Stranded motorists dug out of snow on Pennsylvania Turnpike
The big blizzard on the East Coast has stranded a Catholic youth group from the metro. Photos on social media showed trucks and buses covered in snow.
“We have heat, we have a bathroom, we have water, we have light snacks”, chaperone Tine Edge told NBC News on Saturday morning.
They were on their way home from Virginia after winning a game against George Mason. They left early after Friday’s event to try and get ahead of the weather.
Drivers couldn’t go anywhere for nearly 24 hours before traffic started moving Saturday night.
But at least they have company.
“We are a gymnastics team”, coach Umme Salim-Beasley said.
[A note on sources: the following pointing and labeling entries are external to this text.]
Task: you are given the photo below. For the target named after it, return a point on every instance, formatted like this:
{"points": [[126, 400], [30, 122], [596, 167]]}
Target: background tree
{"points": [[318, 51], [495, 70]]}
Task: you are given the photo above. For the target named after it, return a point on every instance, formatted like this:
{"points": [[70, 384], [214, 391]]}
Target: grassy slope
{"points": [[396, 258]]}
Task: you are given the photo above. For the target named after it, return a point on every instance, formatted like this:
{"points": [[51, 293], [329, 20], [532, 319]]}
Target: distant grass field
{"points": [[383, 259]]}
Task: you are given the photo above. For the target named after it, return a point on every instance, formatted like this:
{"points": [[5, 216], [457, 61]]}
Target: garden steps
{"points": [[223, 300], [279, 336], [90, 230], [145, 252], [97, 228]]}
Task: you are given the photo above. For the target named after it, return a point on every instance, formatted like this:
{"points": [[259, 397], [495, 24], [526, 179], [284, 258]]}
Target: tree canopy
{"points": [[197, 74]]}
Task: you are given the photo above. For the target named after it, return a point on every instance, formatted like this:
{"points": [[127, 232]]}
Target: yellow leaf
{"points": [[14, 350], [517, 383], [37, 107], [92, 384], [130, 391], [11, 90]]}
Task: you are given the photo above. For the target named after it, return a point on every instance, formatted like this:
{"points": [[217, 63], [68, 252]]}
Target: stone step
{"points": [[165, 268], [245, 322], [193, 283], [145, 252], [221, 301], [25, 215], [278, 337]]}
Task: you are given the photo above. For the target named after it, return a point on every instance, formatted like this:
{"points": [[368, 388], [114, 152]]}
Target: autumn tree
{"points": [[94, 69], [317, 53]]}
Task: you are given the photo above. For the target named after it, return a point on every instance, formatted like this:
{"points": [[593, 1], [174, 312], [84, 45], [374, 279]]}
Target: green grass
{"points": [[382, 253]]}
They made angels in the snow and visited a group of middle-schoolers from Iowa on the neighboring bus.
Turnpike officials say some pockets of stranded motorists stretch back 2 or 3 miles.
Gov. Tom Wolf said in a statement the backup was caused when trucks failed to climb hills. Police and National Guard reached the buses Saturday to make sure that everyone was safe. “We were told the National Guard was coming”.
The bus has outlets, so players have been able to keep their phones charged and remain “attached to the world”, Ferry said.
A few team members trekked almost a mile in two feet of snow in an effort to get pizza delivered to a nearby overpass, while others worked to shovel the bus out from the snow with pizza boxes and trash can lids.
Stranded on buses overnight by a monster snowstorm that has shut down parts of the Pennsylvania Turnpike, hundreds of Catholic high school students from Nebraska and elsewhere nevertheless seemed to have things relatively in hand this afternoon. Honestly, we’ve had two people on this bus who have beaten cancer in the past two years (Derrick Colter and John Rhodes) …
“I just see cars”, said Jackson, who was with about 50 students going from Washington home to Kansas City, Missouri.